Glossa 924 009 (2 CD). 2h36. Notice en français. Distr. Harmonia Mundi.
Joseph Bodin de Boismortier (1689-1755) est davantage passé à la postérité pour ses sonates, motets, cantates et autres danses villageoises que pour ses opéras. Dans les années 1990, Hervé Niquet enregistra plusieurs de ces divertissements, ainsi que deux de ses trois ouvrages lyriques, l'hilarant Don Quichotte chez la duchesse (1743) et la pastorale Daphnis et Chloé (1757). Restait à découvrir le plus ancien et le plus ambitieux : le ballet en un prologue et quatre entrées Les Voyages de l'Amour (1736). Avec ce premier titre conçu pour l'Académie royale de musique, Boismortier marchait sur les brisées de Rameau : la seconde version des Indes galantes (celle qui contient Les Sauvages) était parue sur la même scène seulement deux mois plus tôt. Les thèmes des deux œuvres sont similaires puisque toutes deux passent en revue la façon dont on aime en différents endroits : Rameau nous faisait visiter des pays exotiques, Boismortier nous conduit successivement au Village, à la Ville et à la Cour. Mais le livret du jeune Leclerc de La Bruère (futur librettiste de Dardanus) affiche une originalité, dans le genre discontinu du « ballet à entrées » : le protagoniste, l'Amour lui-même, y paraît dès le prologue et revient, avec son complice Zéphire, au fil de tous les « actes ». Des « actes » (ou entrées), nous en entendons d'ailleurs six en tout, ici, puisqu'on nous offre les deux versions conservées de l'acte II – la première plus dramatique, avec son impressionnante scène de divination, la seconde plus mélancolique. Si le spirituel livret de La Bruère finit par se répéter et si Boismortier n'a pas le sens des grandes formes, les mélodies et rythmes coulent en flots ininterrompus, relevés par une instrumentation aux couleurs tantôt franches (les airs avec hautbois de Zéphire), tantôt vaporeuses (le « sommeil » et ses flûtes).

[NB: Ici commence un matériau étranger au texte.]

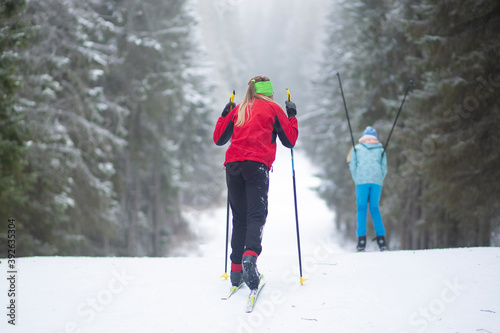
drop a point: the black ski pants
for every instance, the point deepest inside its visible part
(248, 186)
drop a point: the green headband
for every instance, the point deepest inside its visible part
(264, 88)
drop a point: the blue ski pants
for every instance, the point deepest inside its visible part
(368, 195)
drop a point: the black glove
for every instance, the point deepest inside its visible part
(229, 106)
(291, 109)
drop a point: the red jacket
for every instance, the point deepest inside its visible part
(256, 139)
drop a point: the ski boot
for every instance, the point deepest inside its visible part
(361, 244)
(236, 278)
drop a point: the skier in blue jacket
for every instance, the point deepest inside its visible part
(368, 167)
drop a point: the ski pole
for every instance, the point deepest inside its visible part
(347, 114)
(225, 275)
(410, 84)
(296, 211)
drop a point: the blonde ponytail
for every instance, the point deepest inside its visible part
(245, 110)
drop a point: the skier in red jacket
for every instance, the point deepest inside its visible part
(252, 126)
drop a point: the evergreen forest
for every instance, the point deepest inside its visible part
(107, 111)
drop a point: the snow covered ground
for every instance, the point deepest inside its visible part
(449, 290)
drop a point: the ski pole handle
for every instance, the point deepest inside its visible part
(231, 100)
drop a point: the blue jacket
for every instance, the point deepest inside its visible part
(367, 165)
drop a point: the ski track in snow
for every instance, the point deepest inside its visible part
(446, 290)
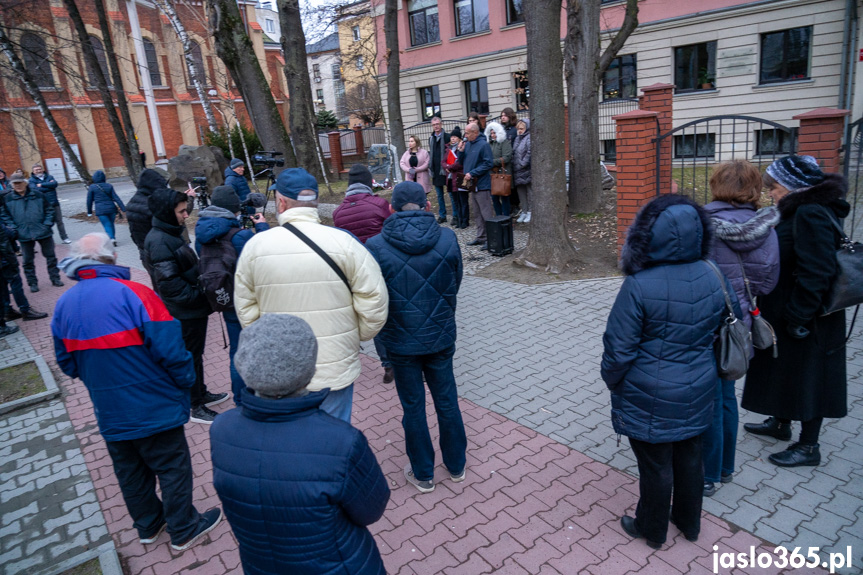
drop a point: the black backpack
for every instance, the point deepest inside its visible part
(216, 272)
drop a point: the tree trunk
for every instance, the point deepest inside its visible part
(167, 7)
(30, 86)
(135, 165)
(548, 245)
(235, 49)
(302, 113)
(394, 106)
(101, 84)
(583, 70)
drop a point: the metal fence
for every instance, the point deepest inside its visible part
(686, 156)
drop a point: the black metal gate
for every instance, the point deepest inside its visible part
(686, 156)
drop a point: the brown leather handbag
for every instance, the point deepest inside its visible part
(501, 183)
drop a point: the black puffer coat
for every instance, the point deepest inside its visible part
(173, 261)
(808, 378)
(137, 211)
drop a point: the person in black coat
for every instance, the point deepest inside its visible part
(175, 279)
(807, 382)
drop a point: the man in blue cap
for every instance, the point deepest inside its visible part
(321, 274)
(422, 266)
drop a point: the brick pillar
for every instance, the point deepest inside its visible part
(636, 165)
(658, 98)
(820, 135)
(336, 160)
(358, 137)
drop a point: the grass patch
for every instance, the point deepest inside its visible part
(20, 381)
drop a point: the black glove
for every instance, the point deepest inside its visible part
(797, 331)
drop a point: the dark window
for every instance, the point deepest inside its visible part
(694, 146)
(621, 78)
(152, 63)
(695, 67)
(775, 142)
(35, 57)
(429, 103)
(422, 15)
(470, 16)
(198, 59)
(477, 96)
(103, 62)
(785, 55)
(515, 11)
(522, 90)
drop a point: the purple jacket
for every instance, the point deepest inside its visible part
(362, 213)
(743, 230)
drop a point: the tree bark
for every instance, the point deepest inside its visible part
(101, 84)
(394, 106)
(548, 245)
(235, 49)
(302, 113)
(167, 7)
(30, 86)
(583, 70)
(122, 104)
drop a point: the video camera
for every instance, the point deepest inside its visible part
(268, 159)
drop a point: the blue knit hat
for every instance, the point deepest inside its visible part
(796, 172)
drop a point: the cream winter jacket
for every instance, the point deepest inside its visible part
(278, 273)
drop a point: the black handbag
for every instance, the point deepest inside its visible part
(763, 334)
(733, 347)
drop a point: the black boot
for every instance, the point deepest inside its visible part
(772, 427)
(796, 455)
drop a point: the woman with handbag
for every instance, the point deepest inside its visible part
(807, 381)
(746, 250)
(415, 163)
(659, 361)
(501, 153)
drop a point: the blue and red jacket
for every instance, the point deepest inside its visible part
(117, 336)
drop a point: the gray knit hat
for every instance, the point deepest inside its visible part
(276, 355)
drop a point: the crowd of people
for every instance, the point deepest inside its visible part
(299, 484)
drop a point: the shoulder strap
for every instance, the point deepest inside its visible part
(317, 249)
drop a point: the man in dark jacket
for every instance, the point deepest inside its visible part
(175, 279)
(218, 222)
(42, 181)
(31, 215)
(234, 177)
(127, 350)
(476, 158)
(422, 266)
(299, 486)
(437, 145)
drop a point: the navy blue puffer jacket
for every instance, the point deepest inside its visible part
(422, 266)
(299, 488)
(658, 360)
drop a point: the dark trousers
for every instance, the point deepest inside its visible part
(29, 259)
(195, 338)
(437, 368)
(137, 464)
(670, 477)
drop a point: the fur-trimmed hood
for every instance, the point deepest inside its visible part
(830, 193)
(671, 229)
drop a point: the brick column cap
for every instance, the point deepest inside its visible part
(659, 86)
(820, 113)
(635, 115)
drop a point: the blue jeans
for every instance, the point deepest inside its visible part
(232, 324)
(437, 367)
(108, 224)
(339, 403)
(440, 201)
(501, 205)
(720, 440)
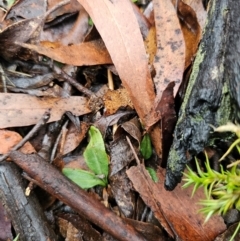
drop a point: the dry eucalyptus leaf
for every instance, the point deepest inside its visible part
(118, 26)
(89, 53)
(170, 57)
(24, 110)
(8, 139)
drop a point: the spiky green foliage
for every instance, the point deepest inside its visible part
(223, 186)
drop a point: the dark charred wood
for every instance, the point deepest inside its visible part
(213, 88)
(27, 216)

La direction souple et élégante de Vashegyi, les sonorités suaves et rondes de son Orfeo Orchestra servent au mieux cette partition rococo. Mais, tandis qu'à la création le rôle de l'Amour fut interprété par une haute-contre (Jélyotte !) et celui de Zéphire par une taille, le chef hongrois a préféré les confier à deux dessus, comme le suggère la partition – ce qui confère moins de variété à l'ouvrage, désormais dévolu à cinq (mezzo-)sopranos et un baryton ! En outre, malgré quelques éclats d'argent, les deux sopranos les plus aiguës ne convainquent guère : Santon Jeffery a beau enregistrer à tour de bras, sa voix reste mal assise, instable aux extrêmes (cruelle ariette finale), tandis que celle de Velletaz manque de corps. Les phrasés plus étales et épanouis de van Wanroij et Watson – confrontées à des rôles plus centraux –, reposent agréablement l'oreille et relèvent davantage du bel canto. C'est surtout la mezzo Pancrazi qui nous séduit, dans les vigoureuses parties de l'impudique nourrice Béroé et de l'impérieuse princesse Julie, auxquelles elle confère un vrai relief. Superbe métal de Dolié (plein d'autorité en Devin et de truculence en Ovide, personnage traité avec beaucoup d'humour), mais, si la justesse polyphonique du Purcell Choir est remarquable, il lui faut encore travailler les sonorités et appuis de notre langue.